Talking to me, she says: "You might worry about Joe moving to secondary school (she's right) and whether he's going to get good SATS results (she's right again), but I worry about Sam and Alex's long term future and whether they'll see adulthood."
How do you respond to that? All the concerns I have for my boys pale into insignificance when you stop and picture Sarah's situation.
She does not know when this condition will rob her boys of their life – although the prognosis is good.
"I can't change the future," she says. "But I can give them the best start. I tell them to work hard at school so they can get good jobs. It's my job to steer them down the right path so they can achieve in life.
"Sam says he wants to be a marine biologist and Alex is thinking of becoming a house husband!

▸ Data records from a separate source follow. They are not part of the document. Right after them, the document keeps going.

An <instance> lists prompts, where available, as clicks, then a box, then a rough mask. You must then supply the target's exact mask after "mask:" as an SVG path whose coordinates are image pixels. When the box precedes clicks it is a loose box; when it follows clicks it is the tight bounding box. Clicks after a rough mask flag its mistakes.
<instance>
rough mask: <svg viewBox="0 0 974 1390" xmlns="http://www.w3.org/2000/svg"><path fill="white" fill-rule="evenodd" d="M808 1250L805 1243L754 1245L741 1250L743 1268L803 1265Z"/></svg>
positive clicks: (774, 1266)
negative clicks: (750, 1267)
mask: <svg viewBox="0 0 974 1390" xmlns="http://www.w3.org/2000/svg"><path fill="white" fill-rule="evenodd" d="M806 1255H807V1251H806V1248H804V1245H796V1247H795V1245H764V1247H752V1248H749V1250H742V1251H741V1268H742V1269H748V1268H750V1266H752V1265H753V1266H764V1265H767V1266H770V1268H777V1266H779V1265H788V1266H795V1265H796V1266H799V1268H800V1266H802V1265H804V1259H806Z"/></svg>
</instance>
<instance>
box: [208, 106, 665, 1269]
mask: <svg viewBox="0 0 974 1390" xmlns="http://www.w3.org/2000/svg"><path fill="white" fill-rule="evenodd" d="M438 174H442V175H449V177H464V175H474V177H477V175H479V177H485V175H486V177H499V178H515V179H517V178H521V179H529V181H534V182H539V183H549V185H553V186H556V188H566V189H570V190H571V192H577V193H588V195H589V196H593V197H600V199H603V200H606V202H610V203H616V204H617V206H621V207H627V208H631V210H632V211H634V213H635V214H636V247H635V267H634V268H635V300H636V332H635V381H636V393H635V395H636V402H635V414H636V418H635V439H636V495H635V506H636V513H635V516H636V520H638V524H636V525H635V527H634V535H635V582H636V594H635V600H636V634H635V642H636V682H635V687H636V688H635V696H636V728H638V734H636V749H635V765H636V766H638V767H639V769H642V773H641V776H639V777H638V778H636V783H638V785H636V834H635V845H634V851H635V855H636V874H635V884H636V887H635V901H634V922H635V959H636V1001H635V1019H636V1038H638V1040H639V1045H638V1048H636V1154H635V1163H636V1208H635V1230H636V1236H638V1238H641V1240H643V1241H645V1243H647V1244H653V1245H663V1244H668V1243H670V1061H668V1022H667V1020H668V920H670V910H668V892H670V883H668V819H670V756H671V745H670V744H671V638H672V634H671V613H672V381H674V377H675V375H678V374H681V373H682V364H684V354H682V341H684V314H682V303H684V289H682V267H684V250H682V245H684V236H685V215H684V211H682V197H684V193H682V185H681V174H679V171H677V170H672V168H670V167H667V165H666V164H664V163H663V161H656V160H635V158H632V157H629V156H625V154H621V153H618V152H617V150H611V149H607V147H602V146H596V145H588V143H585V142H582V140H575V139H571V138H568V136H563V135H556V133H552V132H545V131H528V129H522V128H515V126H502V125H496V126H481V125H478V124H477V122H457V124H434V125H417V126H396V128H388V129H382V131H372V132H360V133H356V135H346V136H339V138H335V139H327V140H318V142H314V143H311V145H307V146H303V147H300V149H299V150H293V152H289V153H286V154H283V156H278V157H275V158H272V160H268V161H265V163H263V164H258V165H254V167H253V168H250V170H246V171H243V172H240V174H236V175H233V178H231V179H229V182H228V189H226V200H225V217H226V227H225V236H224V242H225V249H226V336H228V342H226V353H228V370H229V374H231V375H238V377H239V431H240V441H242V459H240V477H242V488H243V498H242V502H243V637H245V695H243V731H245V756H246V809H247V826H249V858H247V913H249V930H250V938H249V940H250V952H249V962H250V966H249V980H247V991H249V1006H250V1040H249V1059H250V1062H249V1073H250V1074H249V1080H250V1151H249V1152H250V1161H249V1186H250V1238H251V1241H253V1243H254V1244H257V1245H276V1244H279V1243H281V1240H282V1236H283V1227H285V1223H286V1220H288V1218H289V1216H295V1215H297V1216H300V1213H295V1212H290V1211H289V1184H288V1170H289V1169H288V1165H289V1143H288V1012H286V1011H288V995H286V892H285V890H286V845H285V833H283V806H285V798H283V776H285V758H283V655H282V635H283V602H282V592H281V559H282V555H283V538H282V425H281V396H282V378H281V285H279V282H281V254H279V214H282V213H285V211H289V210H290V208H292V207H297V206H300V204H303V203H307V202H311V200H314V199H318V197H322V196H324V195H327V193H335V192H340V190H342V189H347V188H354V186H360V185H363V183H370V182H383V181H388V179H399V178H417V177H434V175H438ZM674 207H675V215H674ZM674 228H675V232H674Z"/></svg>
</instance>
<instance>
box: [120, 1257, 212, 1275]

"These days, people with SMA type 2 are living well into adulthood. We know of people who have got married and had babies. These stories are wonderful and make me feel really happy."
Sam and Alex may be physically disabled but they can still talk and their brains work normally.
They developed SMA because Sarah and Sam and Alex's dad are both carriers of the defective gene.
The brothers love life and despite a few moans and groans about not being able to walk, they are happy.
"They certainly keep me busy," says Sarah. "In 2013, I had 72 appointments with doctors and specialists, and then there's all the meeting about equipment and wheelchairs and vehicles.
"There's never a clear week when we don't have to be somewhere but I wouldn't swap my life for anything.
"Of course, I wish they could walk but they can't. I also wish they had come with a volume button, but that didn't happen either. Being their mum is a privilege, not a job."
Every day, I see Sam and Alex motoring round the playground but they don't notice me. While they are busy catching up with their friends, I watch them for a while. I look at their new black shoes, pristine and polished and it breaks my heart. They have never splashed in puddles, got caked in mud or ended up with holes in their soles after the first term at school.
As a mum, I have these issues but Sarah doesn't. It makes me desperately sad. Then I see their smiling faces, crop of bright blond hair and heavy book bags on the back of their wheelchairs.
Now I know more about SMA type 2, I believe the world is their oyster.
WITH THE RIGHT SUPPORT, LIFE CAN BE SO MUCH EASIERSARAH Wilson's heart broke when she heard the TV news. The children who were found dead at their south-west London home last month had SMA – spinal muscular atrophy type 2. Their mother was charged with murder.
The three youngsters were living with the exact same condition that affects her twin boys, eight-year-olds Sam and Alex.
"It knocked me right off my feet," says Sarah. "My heart went out to the family."
Sarah says the SMA community were saddened by the story. The 46-year-old is in contact with other families with SMA, and says the news hit everyone hard.
"We all share stories," says Sarah. "For me, it's another strand of my support structure. I meet with other mums who have children with SMA and we talk.
"To be honest, it's good to have people to meet with. The mums who I see are wonderful. They have become my friends.
"Finding the right kind of help is vital when you've got two disabled children to look after.
"With the right kind of support, life can be so much easier."